A-Z West, Joshua Tree
Around the year 2000, Zittel began to develop a counterpart to the existing “A-Z East” in New York in California. The move back to the place of her childhood marked a new phase in her life and work and led to the expansion of a holistic concept of life. She bought five acres (about two hectares) of land in the Mojave Desert, to which another 35 acres were added in 2011. The area, which is about a two-and-a-half-hour drive southeast of Los Angeles, is located on the edge of the roadside village of Joshua Tree and borders directly on Joshua Tree National Park. With “A-Z West” Zittel has continued the concept of the “showroom / testing ground” under changed conditions and has furnished both her own house (a renovated homestead cabin) and the surrounding area (in collaboration with artist friends and collaborators) with artefacts from her own production.
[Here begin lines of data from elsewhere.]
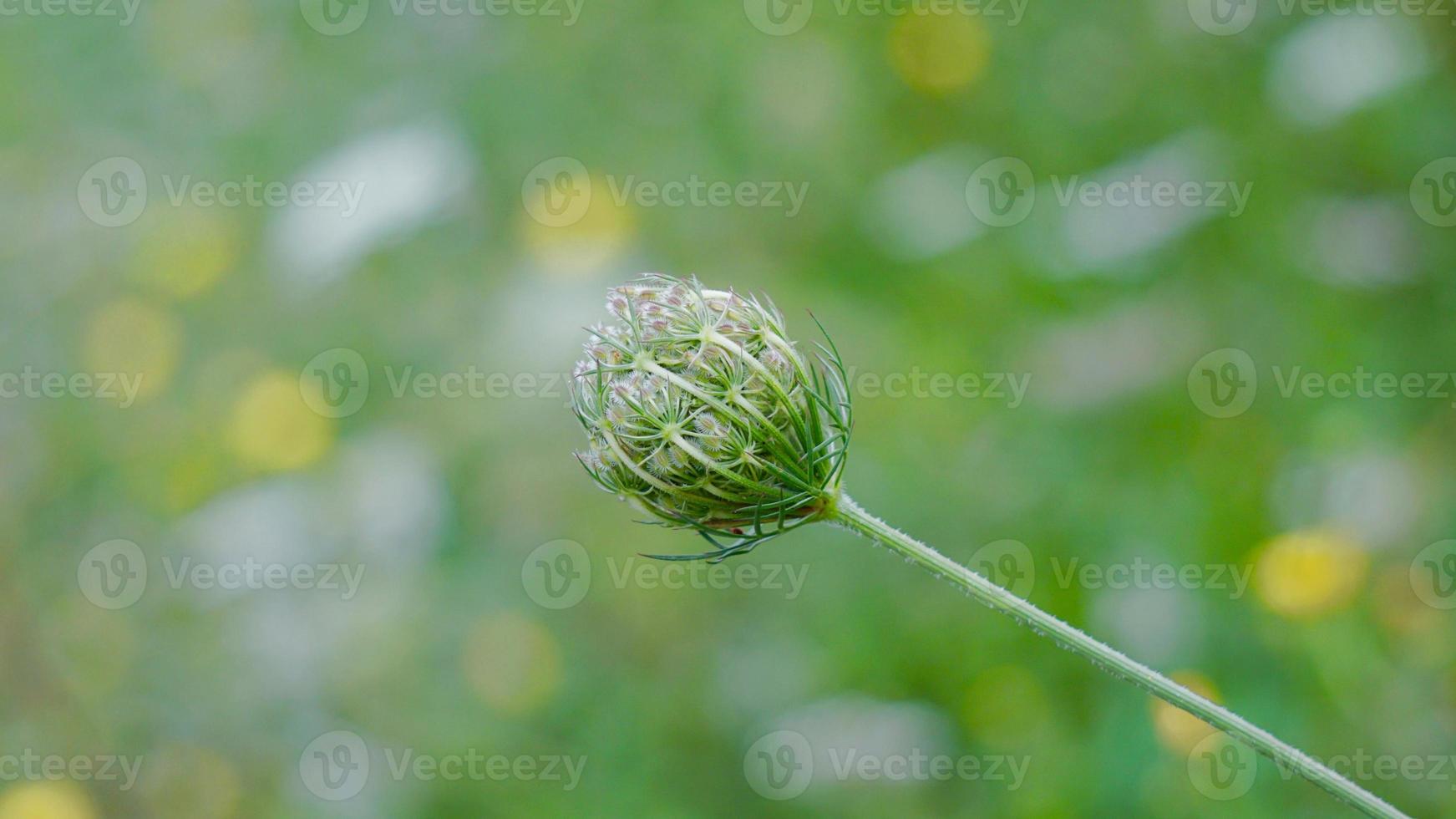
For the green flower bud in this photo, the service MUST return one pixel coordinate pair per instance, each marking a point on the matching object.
(702, 411)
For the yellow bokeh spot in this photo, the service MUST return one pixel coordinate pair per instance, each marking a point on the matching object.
(137, 341)
(1177, 729)
(940, 53)
(587, 242)
(511, 662)
(45, 801)
(274, 429)
(1306, 574)
(188, 252)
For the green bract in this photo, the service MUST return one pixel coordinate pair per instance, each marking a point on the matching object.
(701, 410)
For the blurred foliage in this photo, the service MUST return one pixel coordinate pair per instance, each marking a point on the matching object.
(443, 501)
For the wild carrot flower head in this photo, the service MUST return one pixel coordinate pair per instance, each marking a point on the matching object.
(701, 410)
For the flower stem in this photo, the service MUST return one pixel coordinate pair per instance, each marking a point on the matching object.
(850, 516)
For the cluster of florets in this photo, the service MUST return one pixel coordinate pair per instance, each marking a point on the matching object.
(698, 407)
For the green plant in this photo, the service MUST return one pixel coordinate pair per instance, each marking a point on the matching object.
(701, 411)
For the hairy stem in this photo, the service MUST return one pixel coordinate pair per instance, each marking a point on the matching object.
(850, 516)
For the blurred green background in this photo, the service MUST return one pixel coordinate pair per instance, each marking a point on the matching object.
(475, 251)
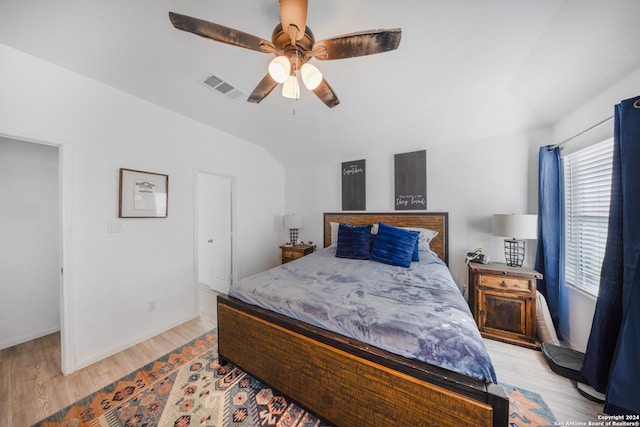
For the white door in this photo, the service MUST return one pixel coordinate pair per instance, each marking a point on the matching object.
(214, 231)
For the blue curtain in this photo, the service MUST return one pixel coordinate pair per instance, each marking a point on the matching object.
(612, 360)
(549, 251)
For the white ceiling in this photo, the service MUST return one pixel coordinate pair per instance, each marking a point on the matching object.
(465, 69)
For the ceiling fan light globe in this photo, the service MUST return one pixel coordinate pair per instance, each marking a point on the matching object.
(280, 68)
(291, 88)
(311, 76)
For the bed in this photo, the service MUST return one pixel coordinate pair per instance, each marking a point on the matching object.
(346, 380)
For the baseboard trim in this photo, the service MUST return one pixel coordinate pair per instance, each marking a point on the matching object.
(10, 342)
(125, 345)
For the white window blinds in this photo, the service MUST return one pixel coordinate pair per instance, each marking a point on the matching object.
(587, 192)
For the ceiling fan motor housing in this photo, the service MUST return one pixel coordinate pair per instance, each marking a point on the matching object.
(296, 53)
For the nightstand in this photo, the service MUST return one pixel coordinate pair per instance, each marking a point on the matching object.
(503, 302)
(293, 252)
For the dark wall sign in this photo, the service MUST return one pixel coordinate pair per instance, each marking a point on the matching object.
(354, 186)
(411, 181)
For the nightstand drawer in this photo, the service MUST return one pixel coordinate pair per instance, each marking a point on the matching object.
(289, 253)
(504, 282)
(292, 253)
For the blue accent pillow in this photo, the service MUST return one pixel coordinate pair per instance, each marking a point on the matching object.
(354, 241)
(395, 246)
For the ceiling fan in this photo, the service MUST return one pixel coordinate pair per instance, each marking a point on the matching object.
(294, 45)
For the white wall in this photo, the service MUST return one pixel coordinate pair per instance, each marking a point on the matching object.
(471, 180)
(29, 241)
(575, 325)
(110, 277)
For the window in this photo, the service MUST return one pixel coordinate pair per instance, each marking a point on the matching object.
(587, 191)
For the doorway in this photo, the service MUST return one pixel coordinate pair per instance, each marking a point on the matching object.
(214, 231)
(30, 223)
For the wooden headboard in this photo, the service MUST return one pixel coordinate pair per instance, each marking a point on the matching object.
(438, 221)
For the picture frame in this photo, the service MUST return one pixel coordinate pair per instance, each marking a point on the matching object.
(143, 194)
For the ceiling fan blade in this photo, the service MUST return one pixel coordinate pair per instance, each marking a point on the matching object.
(264, 88)
(220, 33)
(294, 12)
(326, 94)
(357, 44)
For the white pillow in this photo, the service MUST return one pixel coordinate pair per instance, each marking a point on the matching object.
(425, 237)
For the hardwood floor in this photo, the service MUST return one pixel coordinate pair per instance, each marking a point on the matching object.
(32, 386)
(518, 366)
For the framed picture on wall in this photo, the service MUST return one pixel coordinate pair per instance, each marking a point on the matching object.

In 2003, to provide accommodation for fellow artists, friends and visitors, she developed the “Wagon Stations”, compact, modular and customisable living units made from a steel frame clad in wooden panels with a bed, storage and a camping cooker.
Beyond the Usual Routines
From the perspective of professional designers, it is surprising how consistently Zittel succeeds in testing ingrained (living) routines and showing how they can be conceptually escaped. Paradoxically, according to one insight, freedoms arise from limitations and reductions. What is decisive here is not so much the singular design, even if it is in it that Zittel’s concept first becomes visible. As a late heiress of the reform movement, her ambition goes further and aims higher: what she designs is (similar to what Donald Judd exemplified, especially in Marfa, Texas) nothing less than a form of life in which art, design and behaviour (social sculpture, social and human-centred design), in which aesthetics and ethics interact. It goes with this: Not only does her art take place in the midst of life and is used like an everyday object, but in her concept the roles of private person, artist, researcher and entrepreneur intermingle. Zittel’s structures, by means of hybrids of furniture and sculpture, sound out more than the dwelling relationship of man to the world: the experience of limitation and freedom nourishes optimism, what has become can also be reshaped. Possibly for the better.